These past few weeks have been a whirlwind.
My story that I’ve been working on all semester about after-school programs helping low-income students in Columbia ran online and was in print last week. It’s really, really, really satisfying to see my work manifested in the paper and online.
I’m not even asking for an avalanche of views on this story. I’m being totally realistic about that. But what I do hope for is to make just a few people happy. But in any case, it’s been a really cathartic process. And I’ve also learned a lot, about reporting, about low-income education, and about myself.
I think I’ve taken some solid baby steps in my first project.
I’ve also really got to thank the other people involved with my story: My editor Liz, of course; Nick with photography; Nicole, Sam and Amanda with graphics; and a sprinkling of other people. These people really pulled my story together. Reporting’s important. But the other things that go into a story are equally important, and I don’t think we emphasize it enough. The main graphic in the story combined scores and percentages of a national test that gauges academic achievement and analyzes the results. The original graphic was good, but after adding new information, it really stood out.

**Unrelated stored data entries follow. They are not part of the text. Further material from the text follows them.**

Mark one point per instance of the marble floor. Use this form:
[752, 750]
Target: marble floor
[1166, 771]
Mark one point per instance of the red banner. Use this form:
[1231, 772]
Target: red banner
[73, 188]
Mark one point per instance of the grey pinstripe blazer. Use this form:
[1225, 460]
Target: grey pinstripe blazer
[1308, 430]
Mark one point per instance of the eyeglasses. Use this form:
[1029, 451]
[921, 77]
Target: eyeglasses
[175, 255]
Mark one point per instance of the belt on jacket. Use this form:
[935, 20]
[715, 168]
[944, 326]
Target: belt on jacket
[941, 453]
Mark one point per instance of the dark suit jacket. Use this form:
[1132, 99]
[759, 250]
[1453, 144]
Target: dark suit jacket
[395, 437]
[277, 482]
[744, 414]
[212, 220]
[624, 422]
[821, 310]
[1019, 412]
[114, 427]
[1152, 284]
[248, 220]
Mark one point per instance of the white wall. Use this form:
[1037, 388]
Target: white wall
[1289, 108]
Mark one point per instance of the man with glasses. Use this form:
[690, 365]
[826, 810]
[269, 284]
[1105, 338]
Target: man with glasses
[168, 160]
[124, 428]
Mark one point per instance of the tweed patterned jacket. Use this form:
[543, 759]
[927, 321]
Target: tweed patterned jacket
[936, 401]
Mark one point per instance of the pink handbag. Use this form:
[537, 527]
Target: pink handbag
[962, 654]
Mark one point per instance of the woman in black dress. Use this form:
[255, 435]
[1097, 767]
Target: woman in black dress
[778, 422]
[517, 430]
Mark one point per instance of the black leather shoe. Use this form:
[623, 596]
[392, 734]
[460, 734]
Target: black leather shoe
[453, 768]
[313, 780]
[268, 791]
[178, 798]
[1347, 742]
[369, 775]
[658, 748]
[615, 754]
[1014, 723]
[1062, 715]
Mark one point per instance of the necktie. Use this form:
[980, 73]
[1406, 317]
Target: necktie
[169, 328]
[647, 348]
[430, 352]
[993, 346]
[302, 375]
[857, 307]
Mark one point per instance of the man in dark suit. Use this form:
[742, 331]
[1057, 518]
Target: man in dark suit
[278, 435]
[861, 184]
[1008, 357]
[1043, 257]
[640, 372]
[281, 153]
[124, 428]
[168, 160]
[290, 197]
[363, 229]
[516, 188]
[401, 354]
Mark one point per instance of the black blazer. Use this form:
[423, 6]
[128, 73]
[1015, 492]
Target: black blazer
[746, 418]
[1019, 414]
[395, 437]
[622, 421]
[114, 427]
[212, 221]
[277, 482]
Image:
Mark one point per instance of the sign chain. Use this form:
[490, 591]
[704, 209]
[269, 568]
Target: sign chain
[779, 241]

I’m very proud of the story. It took a long time, and sometimes it was frustrating and I really wanted to give up. But I’m glad I stuck with it because, honestly, why would I have given it up? It’s what I love. And it’s good experience and a good way for me to hone my projects style. I think I’m going to want to be doing more long-term reporting that takes a little more heavy lifting. But as I get to that point, I know I’m going to need help. I’m taking intermediate writing in the fall, and I’m planning on taking investigative reporting at some point. I’m also taking a great intensive interviewing class as well.
There was a story written by Katy Bergen that published this week — and once I read it, I was flabbergasted. It was a beautiful article. Very detailed, very narrative, but it showed an importance to an issue that could have been easily lost in the tides of narration. It’s really the kind of work that I admire and I really emulate. She did a great job.

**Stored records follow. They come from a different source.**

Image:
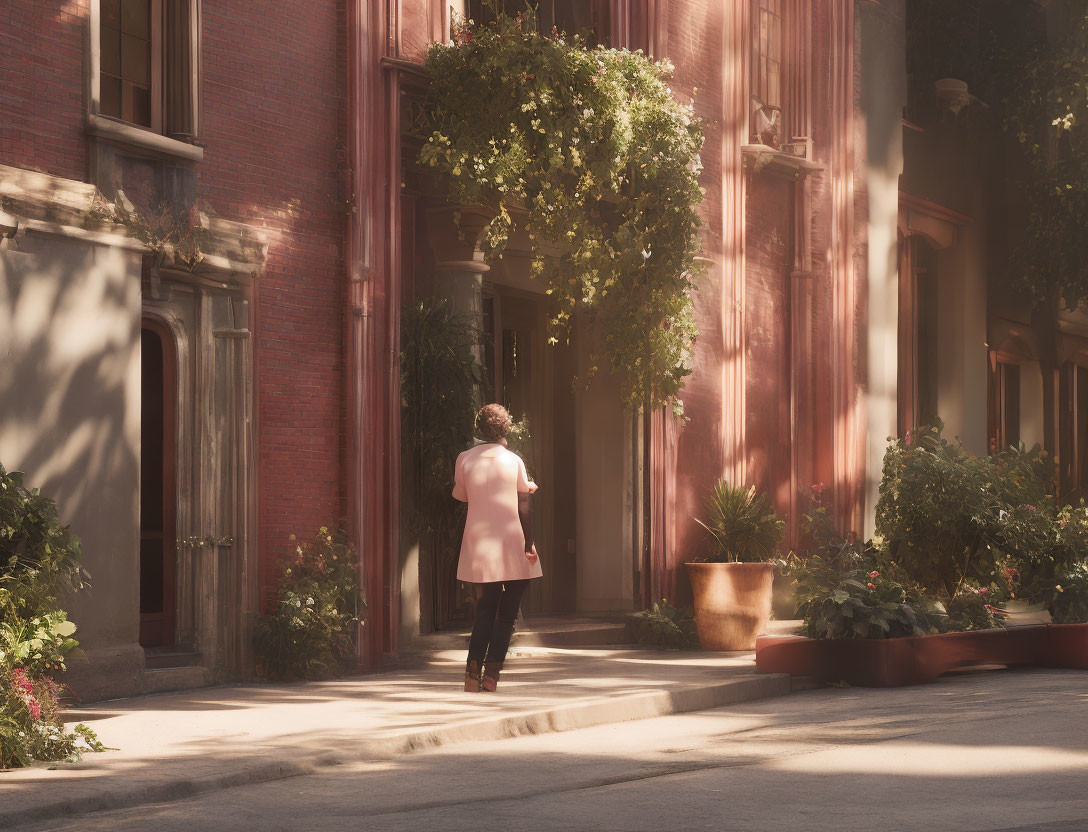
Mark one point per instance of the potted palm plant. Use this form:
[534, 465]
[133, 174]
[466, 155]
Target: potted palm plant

As for me, I’m not really sure how to reflect on this semester and look toward the future. This isn’t a bad thing. I guess I’ve just gotten to the point where I’ve done and experienced so much that I am finding myself slipping into a more transitional mindset. I can feel my interests and my pursuits changing, but I can’t really pin it down. I’ve received a wonderful internship opportunity at C-SPAN for the summer that I’ve been constantly thinking about ever since February. I was assigned to the Special Projects section, which is essentially C-SPAN’s longer term investigative, research-based projects. I find myself developing a liking for these longer projects, and this summer is going to provide the perfect foot-in-the-door opportunity for me. I just want to soak in everything while I’m there. I want to absorb, learn. And dressing professionally doesn’t hurt either.
I can’t lie to myself. I’m incredibly nervous about this summer. But I also have this knot in my stomach that I can’t really seem to untie. I’m not sure where it’s coming from. Maybe it’s the barrage of responsibilities I have towards the end of the semester. Or the fact that I’m trying to fight a psychological (and physiological) fatigue that comes with the downward curve of every semester. Or the fact that I’m really excited to see my family … but also very sad to leave Columbia for so long.
It’s just a balancing act. When I get into despondent moods, it’s usually not hard for me to come out of them. And having people around me who care really help. I’m a very happy person. In fact, I strive to be positive. But the weight of the world and the weight of my heart and what it wants can be very taxing.
I just need to push through, study, be with people I love, write, read, and do everything I usually do. And I know I can do it. Gotta channel my inner engine-that-could.